米ジュニパー・ネットワークスは米国時間の10月15日,現在のインターネットに代わる次世代公衆ネットワーク「インフラネット」という構想を明らかにした。10月11~18日にスイスのジュネーブで開催された展示会「ITU WORLD TELECOM 2003」で発表したもの。インフラネットは,専用網のようにセキュリティ,性能,信頼性に優れ,インターネットと同様の接続性を持つ公衆ネットワーク。その実現に向けて,ジュニパーが業界に協力を呼びかけた。

 ジュニパーによれば,現状のインターネットは,あらゆるモノへの接続性は得られるものの,パフォーマンスの不安定さ,信頼性の低さ,セキュリティの欠如が問題になり,企業や一般消費者のニーズを満たしきれないという。そこで,新たなインフラとなる公衆ネットワークの構想を打ち出した。
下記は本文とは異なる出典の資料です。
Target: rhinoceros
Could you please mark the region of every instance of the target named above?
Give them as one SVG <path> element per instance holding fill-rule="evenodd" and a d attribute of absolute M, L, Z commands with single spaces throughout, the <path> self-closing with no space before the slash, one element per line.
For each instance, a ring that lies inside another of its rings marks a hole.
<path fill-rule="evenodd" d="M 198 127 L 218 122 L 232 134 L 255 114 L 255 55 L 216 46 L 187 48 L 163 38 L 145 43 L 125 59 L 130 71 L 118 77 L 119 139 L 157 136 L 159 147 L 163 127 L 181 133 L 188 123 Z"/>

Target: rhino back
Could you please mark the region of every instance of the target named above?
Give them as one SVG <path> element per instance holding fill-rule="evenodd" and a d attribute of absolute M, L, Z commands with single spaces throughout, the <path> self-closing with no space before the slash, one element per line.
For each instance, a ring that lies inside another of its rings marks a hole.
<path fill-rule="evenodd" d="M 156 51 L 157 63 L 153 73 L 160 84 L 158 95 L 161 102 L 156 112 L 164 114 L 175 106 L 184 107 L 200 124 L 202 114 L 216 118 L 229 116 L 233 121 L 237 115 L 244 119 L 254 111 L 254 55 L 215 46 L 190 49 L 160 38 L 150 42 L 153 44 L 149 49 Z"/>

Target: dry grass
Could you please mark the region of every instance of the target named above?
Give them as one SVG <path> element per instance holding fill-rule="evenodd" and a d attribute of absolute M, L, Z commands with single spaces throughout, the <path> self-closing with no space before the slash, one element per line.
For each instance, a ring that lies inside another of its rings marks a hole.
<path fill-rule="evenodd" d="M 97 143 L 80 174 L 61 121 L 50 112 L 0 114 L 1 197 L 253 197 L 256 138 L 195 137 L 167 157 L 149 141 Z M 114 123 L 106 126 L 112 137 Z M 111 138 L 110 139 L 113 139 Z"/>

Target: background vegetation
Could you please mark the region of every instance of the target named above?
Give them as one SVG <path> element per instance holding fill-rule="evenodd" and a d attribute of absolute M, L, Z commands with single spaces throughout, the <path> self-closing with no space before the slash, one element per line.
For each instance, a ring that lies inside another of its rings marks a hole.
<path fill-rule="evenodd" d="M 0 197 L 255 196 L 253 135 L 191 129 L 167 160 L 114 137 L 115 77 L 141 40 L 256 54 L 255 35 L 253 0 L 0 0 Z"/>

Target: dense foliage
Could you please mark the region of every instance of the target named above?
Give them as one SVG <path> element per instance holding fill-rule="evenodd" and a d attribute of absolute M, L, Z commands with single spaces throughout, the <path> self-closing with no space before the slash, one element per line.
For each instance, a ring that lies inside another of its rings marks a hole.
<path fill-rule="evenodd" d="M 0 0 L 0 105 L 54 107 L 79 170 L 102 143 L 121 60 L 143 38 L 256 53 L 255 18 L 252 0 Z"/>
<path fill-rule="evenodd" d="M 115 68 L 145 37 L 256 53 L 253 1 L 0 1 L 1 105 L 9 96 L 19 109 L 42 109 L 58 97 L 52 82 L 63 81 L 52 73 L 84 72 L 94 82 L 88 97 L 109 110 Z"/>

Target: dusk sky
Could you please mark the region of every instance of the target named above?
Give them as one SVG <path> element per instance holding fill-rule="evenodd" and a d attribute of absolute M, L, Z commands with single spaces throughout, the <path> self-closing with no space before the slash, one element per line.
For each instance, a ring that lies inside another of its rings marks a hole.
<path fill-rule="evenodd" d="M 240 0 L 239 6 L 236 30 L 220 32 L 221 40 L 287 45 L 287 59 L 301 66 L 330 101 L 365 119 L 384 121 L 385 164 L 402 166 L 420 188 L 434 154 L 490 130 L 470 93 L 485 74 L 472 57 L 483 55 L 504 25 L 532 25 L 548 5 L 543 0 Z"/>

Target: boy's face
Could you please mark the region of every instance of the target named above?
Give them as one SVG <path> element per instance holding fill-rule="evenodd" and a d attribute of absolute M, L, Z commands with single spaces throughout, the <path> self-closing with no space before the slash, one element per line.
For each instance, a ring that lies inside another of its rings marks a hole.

 インフラネットでは,まず,ユーザー(厳密にはユーザーが使うアプリケーション)が必要な帯域幅や信頼性,セキュリティをネットワークに要求。ネットワーク側では,その要求に合わせて,ネットワーク・リソースやセキュリティを確保する。通信経路が複数の通信事業者(サービス・プロバイダ)をまたがっても,エンド・ツー・エンドでリソースを確保できる。

 実際には,すでにあるインターネット技術を組み合わせれば,現状のインターネットでもある程度はインフラネットに近い仕組みは実現できる。例えばRSVP(リソース予約プロトコル)のようなシグナリング・プロトコルを使えば,ネットワーク・リソースの確保は可能。MPLS(マルチプロトコル・ラベル・スイッチング)やIPSec(IPセキュリティ・プロトコル)のような技術を使えば,VPN(仮想プライベート・ネットワーク)も構築できる。

 ただ,ユーザーから通信事業者に対して,性能からセキュリティ・レベルまでを要求できる技術はない。また,インターネットのように複数の事業者が提供するネットワークを経由する場合,事業者によってネットワークの構成や運用ポリシーが異なるため,エンド・ツー・エンドで帯域や信頼性を確保することは難しい。

 こうした背景で,ジュニパーは,ネットワーク機器ベンダーや通信事業者に対して,インフラネットとそのための技術開発,ベンダーや通信事業者の協調の必要性を訴えた。これに対し,米ルーセント・テクノロジーズがインフラネット構想への賛同を表明している。